Par ailleurs, le décret définit de manière extensive ce qu’il entend par territoire desservi, à savoir : « l'ensemble des lieux à partir desquels il est possible de parvenir à l'établissement par un trajet routier en automobile d'une durée inférieure ou égale à vingt minutes mesurée en prenant en compte les temps de trajet aux heures pleines et aux heures creuses ».

Partant de cette définition, plus de 250 établissements seraient concernés par la notion d’hôpital de proximité.

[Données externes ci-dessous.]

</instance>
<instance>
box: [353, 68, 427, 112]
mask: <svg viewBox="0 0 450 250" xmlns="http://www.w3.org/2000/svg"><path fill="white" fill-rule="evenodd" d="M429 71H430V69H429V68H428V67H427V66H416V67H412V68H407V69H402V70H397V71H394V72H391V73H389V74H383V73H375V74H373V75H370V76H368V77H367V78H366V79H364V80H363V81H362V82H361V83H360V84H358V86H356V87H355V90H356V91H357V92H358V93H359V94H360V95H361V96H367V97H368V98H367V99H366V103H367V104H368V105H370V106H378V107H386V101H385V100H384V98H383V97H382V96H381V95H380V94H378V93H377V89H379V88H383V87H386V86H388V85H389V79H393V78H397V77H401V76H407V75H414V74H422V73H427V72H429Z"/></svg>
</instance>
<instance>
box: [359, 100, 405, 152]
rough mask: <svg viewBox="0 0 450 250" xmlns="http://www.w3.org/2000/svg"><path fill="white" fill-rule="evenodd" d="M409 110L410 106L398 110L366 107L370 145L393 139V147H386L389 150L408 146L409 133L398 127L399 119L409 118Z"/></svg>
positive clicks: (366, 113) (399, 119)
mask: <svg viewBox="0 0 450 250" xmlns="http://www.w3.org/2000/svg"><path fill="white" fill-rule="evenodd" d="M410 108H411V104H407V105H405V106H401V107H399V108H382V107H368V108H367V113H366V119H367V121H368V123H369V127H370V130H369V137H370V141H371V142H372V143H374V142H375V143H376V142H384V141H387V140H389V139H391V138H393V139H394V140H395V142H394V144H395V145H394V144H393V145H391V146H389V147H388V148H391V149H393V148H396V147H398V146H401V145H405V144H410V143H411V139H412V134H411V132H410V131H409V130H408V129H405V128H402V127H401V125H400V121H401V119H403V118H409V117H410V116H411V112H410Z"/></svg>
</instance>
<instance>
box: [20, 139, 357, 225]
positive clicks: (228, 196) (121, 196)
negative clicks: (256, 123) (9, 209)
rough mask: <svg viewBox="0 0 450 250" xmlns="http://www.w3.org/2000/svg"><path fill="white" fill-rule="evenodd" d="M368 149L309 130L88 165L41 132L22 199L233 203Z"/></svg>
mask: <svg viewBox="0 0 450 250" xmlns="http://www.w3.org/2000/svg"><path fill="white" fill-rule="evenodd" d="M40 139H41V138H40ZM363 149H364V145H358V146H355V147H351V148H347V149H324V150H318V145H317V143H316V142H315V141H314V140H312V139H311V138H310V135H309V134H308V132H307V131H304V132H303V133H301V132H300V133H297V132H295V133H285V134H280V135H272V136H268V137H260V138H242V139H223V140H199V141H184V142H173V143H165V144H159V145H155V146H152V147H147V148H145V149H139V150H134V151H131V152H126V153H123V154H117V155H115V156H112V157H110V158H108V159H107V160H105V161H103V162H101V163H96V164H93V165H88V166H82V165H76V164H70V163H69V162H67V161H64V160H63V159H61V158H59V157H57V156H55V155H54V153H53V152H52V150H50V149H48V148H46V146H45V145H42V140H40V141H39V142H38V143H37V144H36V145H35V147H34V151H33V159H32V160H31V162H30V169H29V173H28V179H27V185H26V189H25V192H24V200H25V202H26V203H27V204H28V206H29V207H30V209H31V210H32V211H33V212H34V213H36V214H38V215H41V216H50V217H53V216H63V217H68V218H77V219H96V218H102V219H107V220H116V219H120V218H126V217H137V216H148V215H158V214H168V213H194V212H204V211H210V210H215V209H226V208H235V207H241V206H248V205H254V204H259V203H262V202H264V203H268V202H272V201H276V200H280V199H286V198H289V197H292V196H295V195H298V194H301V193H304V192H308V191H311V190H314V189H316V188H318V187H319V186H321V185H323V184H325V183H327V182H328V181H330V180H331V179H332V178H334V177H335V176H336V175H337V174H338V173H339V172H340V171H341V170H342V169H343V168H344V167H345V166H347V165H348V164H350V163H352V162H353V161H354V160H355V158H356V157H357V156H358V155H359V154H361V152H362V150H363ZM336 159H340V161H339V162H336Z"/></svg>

La liste des établissements reconnus comme tel sera définie par arrêté des ministres chargés de la Sécurité sociale et de la Santé, à partir de listes proposées par les directeurs généraux des ARS. L’inscription sur cette liste vaut pour deux ans.

Ensuite, le décret pose de manière stricte les missions que doivent accomplir les hôpitaux de proximité, à savoir : contribuer à l’amélioration du parcours du patient, notamment par le biais d’une coopération avec les professionnels de santé de premiers recours et par la mise en place de partenariats avec des établissements tels que ceux assurant les soins de deuxième recours, les EHPAD, les SSR, les USLD ou encore les structures assurant le HAD. En outre, tout hôpital de proximité doit participer à la coordination du parcours de santé de ses patients. L’ensemble de ces missions a pour but louable de contribuer à améliorer le parcours du patient en assurant un lien avec les autres acteurs de santé. C’est un véritable rôle de pivot, en matière d’accès aux soins et de continuité de ces derniers, que le décret n°2016-658 attribue aux hôpitaux de proximité. Ils deviennent le socle sur lequel repose l’assurance d’une prise en charge de qualité dans les territoires souffrant de la désertification médicale.

Afin d’assurer cette lourde tâche, il était important d’assurer un mode de financement stable et pérenne aux hôpitaux de proximité. L’Etat a voulu donc garantir un revenu à ces établissements, et ce quelle que soit l’activité qu’ils réalisent, tout en prenant en compte les caractéristiques des territoires qu’ils desservent. Ainsi le financement par la T2A, instaurée depuis 2005 et qui assujettit les établissements de santé à un financement dépendant du nombre de séjours enregistrés et des actes pratiqués, est écarté au profit d’un financement propre pour les hôpitaux de proximité. En effet, l’article 2 du décret n°2016-658 consacre une nouvelle forme de financement, qui repose d’une part, sur une dotation forfaitaire annuelle garantie et d’autre part, sur un complément de financement calculé à partir de tarifs nationaux de prestation.

La dotation forfaitaire annuelle, fixée chaque année par décret, se décompose en : • Une part correspondant à une fraction de la moyenne des recettes perçues par l’établissement au cours de deux années précédant l’année civile considérée, afférentes à la part des frais d’hospitalisation prise en charge par les régimes obligatoires d’assurance maladie (ne pouvant être inférieure à 50%)

• Une part majorant la fraction évoquée ci-dessus et tenant compte des caractéristiques du territoire desservi, ainsi que des engagements de coopération, de partenariat et de coordination pris par l’établissement.

Quant au complément de financement, celui-ci permet d’ajuster les ressources de l’hôpital de proximité si la dotation est trop faible pour couvrir l’activité de l’établissement. Ce complément correspond tout simplement à l’écart entre le montant des dépenses issu des activités et celui de la dotation de garantie. La comparaison peut être mensuelle ou annuelle, précise le décret.

Ce mode de financement est donc totalement dérogatoire à la tarification à l’activité (T2A), mais délibérément indispensable pour assurer la survie des établissements de santé situés dans les territoires isolés ou défavorisés, afin d’assurer un accès aux soins aux populations des petites et moyennes communes. Après un retard de publication, le décret n°2016-658 énonce tout de même que ses dispositions s’appliqueront pour l’année 2016, dans l’attente néanmoins de la publication de plusieurs arrêtés complémentaires dans le mois qui suit.